Through meditation mind and feelings become aligned, according to Rinpoche. “The mind listens to feelings, feelings listen to the mind,” he said. Unlike when mind and feelings “go in separate directions,” leading to destructive emotions, alignment produces harmony.

“The technique is breathing, long breathing in and out, the mind and feelings become friends.”

According to Rinpoche there are two levels of meditation instruction. The first is breathing, learning to calm and clear the mind. But the goal of Buddhist meditation is not just calming and relaxation but to become more aware and compassionate.

“Then we learn to transform wrong habits and become more emotionally healthy,” he said. “Feeling becomes more joyful, easy. The mind becomes more open and clear.”

At length, the practitioner connects with a sense of unconditional love, what Rinpoche terms “Essence Love.” That connection made, the meditator will experience compassion and act with loving-kindness and caring towards other beings.

“Meditation is key,” Rinpoche said. Although the study and contemplation of Buddhist texts and traditions are critical to learning, it is meditation that allows habits to change, transformation. He likened the process to preparing a meal. Reading a recipe is like studying Buddhist texts, he said. “But meditation is cooking.”

Why are Westerners drawn to Buddhism and meditation? Rinpoche said that Westerners are highly educated, “busy in their minds,” separated from emotions, under pressure, feeling lack of time. This cerebral, pressure-filled lifestyle leads to emotional pain, “modern suffering” that is soothed by meditation.
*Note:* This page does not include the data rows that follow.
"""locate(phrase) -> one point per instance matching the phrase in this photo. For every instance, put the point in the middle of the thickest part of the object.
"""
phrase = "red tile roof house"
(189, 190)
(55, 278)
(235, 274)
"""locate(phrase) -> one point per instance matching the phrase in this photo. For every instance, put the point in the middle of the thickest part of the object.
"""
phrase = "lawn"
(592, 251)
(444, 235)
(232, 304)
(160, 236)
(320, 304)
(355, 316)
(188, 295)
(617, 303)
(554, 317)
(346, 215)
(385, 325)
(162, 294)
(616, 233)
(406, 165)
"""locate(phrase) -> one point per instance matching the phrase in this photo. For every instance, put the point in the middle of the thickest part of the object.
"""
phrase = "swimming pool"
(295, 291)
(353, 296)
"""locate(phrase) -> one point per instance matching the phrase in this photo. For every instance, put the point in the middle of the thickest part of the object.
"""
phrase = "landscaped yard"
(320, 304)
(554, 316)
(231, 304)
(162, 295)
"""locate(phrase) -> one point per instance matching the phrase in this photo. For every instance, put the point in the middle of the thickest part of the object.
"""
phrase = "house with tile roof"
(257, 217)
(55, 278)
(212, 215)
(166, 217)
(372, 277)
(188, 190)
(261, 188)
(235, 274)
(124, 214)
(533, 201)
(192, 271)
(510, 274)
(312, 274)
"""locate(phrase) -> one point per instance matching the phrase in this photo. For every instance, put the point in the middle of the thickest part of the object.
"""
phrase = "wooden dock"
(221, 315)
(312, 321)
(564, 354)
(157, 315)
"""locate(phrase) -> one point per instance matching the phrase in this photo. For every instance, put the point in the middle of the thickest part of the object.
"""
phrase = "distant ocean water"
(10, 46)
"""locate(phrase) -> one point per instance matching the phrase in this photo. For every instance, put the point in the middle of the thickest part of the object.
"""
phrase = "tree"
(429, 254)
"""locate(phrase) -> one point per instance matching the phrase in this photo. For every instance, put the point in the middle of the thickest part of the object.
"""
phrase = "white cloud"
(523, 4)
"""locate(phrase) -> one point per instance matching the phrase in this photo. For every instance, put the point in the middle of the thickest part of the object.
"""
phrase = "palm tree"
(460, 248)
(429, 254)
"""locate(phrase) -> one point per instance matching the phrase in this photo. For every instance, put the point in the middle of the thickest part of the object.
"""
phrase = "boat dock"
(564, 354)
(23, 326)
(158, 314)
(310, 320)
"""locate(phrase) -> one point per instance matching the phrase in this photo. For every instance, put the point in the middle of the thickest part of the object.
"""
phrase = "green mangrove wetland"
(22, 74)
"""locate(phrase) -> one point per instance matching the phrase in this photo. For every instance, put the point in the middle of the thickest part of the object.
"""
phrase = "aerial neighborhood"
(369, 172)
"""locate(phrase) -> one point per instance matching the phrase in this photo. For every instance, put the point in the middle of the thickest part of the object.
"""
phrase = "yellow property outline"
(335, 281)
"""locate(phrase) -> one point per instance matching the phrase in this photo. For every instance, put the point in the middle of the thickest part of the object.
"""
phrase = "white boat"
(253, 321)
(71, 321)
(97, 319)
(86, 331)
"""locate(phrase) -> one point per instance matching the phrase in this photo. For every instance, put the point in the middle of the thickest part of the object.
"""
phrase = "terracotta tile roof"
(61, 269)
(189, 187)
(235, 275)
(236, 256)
The regular mediator is likely to realize there is a more peaceful, compassionate, joyful way to live.

“Meditation is very suitable for the Western mentality,” he said. “Well-being in the heart is needed in this country.”

Ironically, young people in the Eastern world, raised in Buddhist tradition, are often attracted to the Western way of life, especially because of poverty in their homelands. But, Rinpoche said, after moving to the U.S. or other countries, leading fast-paced lives with emphasis on material success, they often become disillusioned, realize something is missing, and return to traditional ways.

“Meditation breeds lasting inner contentment,” said Mr. Goleman, noting that research shows no connection between wealth and happiness. He added that scientific studies indicate that meditation has a positive effect on the regular practitioner’s physical health and well-being.

Asked whether one can be a Christian or follow other religions and practice Buddhism, a question that may rise for Westerners as they embrace meditation, Rinpoche said “definitely!”

“As His Holiness the Dalai Lama always says, ‘if you practice meditation, you will become an even better Christian,'” Rinpoche said. “It’s all compassion, concentration, all the same.”